Dept. for Communities: "National Planning Policy Framework" published


(Planning Minister Greg Clark)
Click above for PDF file


“The purpose of planning is to help achieve sustainable development.”
Sustainable means ensuring that better lives for ourselves don’t mean worse lives for future generations.
Development means growth. We must accommodate the new ways by which we will earn our living in a competitive world. We must house a rising population, which is living longer and wants to make new choices. We must respond to the changes that new technologies offer us. Our lives, and the places in which we live them, can be better, but they will certainly be worse if things stagnate.
“Sustainable development is about change for the better, and not only in our built environment.
“Our natural environment is essential to our wellbeing, and it can be better looked after than it has been. Habitats that have been degraded can be restored. Species that have been isolated can be reconnected. Green Belt land that has been depleted of diversity can be refilled by nature – and opened to people to experience it, to the benefit of body and soul.
“Our historic environment – buildings, landscapes, towns and villages – can better be cherished if their spirit of place thrives, rather than withers.
“Our standards of design can be so much higher. We are a nation renowned worldwide for creative excellence, yet, at home, confidence in development itself has been eroded by the too frequent experience of mediocrity. [A special mention of Hammerson, the Brent Cross Cricklewood developers, we notice!]
“So sustainable development is about positive growth – making economic, environmental and social progress for this and future generations.
“The planning system is about helping to make this happen.
“Development that is sustainable should go ahead, without delay – a presumption in favour of sustainable development that is the basis for every plan, and every decision. This framework sets out clearly what could make a proposed plan or development unsustainable.
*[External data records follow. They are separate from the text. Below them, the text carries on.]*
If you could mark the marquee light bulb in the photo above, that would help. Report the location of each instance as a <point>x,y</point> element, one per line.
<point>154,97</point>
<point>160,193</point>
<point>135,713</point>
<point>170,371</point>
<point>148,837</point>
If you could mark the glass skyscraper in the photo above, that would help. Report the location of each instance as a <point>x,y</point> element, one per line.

“In order to fulfil its purpose of helping achieve sustainable development, planning must not simply be about scrutiny. Planning must be a creative exercise in finding ways to enhance and improve the places in which we live our lives.
“This should be a collective enterprise. Yet, in recent years, planning has tended to exclude, rather than to include, people and communities. In part, this has been a result of targets being imposed, and decisions taken, by bodies remote from them. Dismantling the unaccountable regional apparatus and introducing neighbourhood planning addresses this.
“In part, people have been put off from getting involved because planning policy itself has become so elaborate and forbidding – the preserve of specialists, rather than people in communities.
“This National Planning Policy Framework changes that. By replacing over a thousand pages of national policy with around fifty, written simply and clearly, we are allowing people and communities back into planning.”